Because Matt Smith filmed this (BBC) movie during his break from playing the lead character in the BBC's hit television series "Doctor Who," the BBC gave Geoffrey Sax, this movie's director, strict instructions that Smith was never allowed to be shown nude. In a newspaper interview, Sax said, "They told me I must not show Doctor Who's bare bottom. They were quite firm about that, even though Matt was playing an entirely different character. They have invested a lot in him as the 11th Doctor and were due to make a second series with him, so they were obviously anxious to protect their property."
The dolphin desk clock that appears in this movie actually belonged to Isherwood while he lived in Berlin. It was lent to the film's production by Don Bachardy, Isherwood's longtime romantic partner, who visited the set during filming.
While filming this movie in Belfast, Northern Ireland, Ulster Unionists vehemently protested the fact that some scenes required giant roof-to-ground Nazi swastika banners to be hung on the exteriors of buildings. This protest resulted in those exterior scenes only being filmed in the very early morning or late night, which greatly complicated the filming schedule.

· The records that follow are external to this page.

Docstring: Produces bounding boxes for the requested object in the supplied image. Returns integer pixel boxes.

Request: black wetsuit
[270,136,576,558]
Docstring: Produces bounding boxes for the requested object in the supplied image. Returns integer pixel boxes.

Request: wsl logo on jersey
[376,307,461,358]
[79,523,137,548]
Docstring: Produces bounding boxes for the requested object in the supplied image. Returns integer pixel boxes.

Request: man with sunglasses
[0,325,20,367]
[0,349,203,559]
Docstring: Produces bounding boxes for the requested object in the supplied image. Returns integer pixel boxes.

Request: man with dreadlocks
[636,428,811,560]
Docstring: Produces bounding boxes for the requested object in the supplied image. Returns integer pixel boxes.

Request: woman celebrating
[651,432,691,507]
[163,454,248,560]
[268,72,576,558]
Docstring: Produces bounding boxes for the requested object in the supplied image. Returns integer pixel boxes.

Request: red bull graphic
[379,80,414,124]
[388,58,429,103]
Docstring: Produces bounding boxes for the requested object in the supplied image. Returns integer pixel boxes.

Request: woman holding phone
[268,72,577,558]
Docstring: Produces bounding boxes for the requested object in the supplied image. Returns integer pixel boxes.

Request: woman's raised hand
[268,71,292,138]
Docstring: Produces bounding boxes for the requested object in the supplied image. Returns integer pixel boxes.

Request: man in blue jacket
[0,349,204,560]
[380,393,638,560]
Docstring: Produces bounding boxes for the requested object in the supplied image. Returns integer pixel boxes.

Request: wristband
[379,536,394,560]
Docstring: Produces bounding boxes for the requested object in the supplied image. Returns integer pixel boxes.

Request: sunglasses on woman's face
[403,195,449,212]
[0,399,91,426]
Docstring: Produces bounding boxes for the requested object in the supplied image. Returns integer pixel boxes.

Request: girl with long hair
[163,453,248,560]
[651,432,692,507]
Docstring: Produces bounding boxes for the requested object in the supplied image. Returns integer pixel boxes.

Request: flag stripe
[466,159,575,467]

In Christopher Isherwood's original 1937 short story "Sally Bowles", the eponymous character expresses antisemitic sentiments. As a staunch anti-racist, Jean Ross was incensed that Isherwood depicted her fictional alter-ego Sally Bowles as supportive of "the attitudes which led to Dachau and Auschwitz". Scholars have noted the antisemitic remarks in "Sally Bowles" were a reflection of Isherwood's prejudices which the author regretted in the aftermath of the Holocaust. When the 1937 short story was later anthologized in both "Goodbye to Berlin" and "The Berlin Stories," Isherwood insisted that Sally's antisemitic remarks be deleted.
Although his stories about the nightlife of Weimar Berlin became commercially successful and secured his reputation as an author, Christopher Isherwood later denounced his own writings. In a 1956 essay, Isherwood lamented that he had not understood the suffering of the people which he depicted. He stated that 1930s Berlin had been "a real city in which human beings were suffering the miseries of political violence and near-starvation. The 'wickedness' of Berlin's night-life was of the most pitiful kind; the kisses and embraces, as always, had price-tags attached to them.... As for the 'monsters', they were quite ordinary human beings prosaically engaged in getting their living through illegal methods. The only genuine monster was the young foreigner who passed gaily through these scenes of desolation, misinterpreting them to suit his childish fantasy."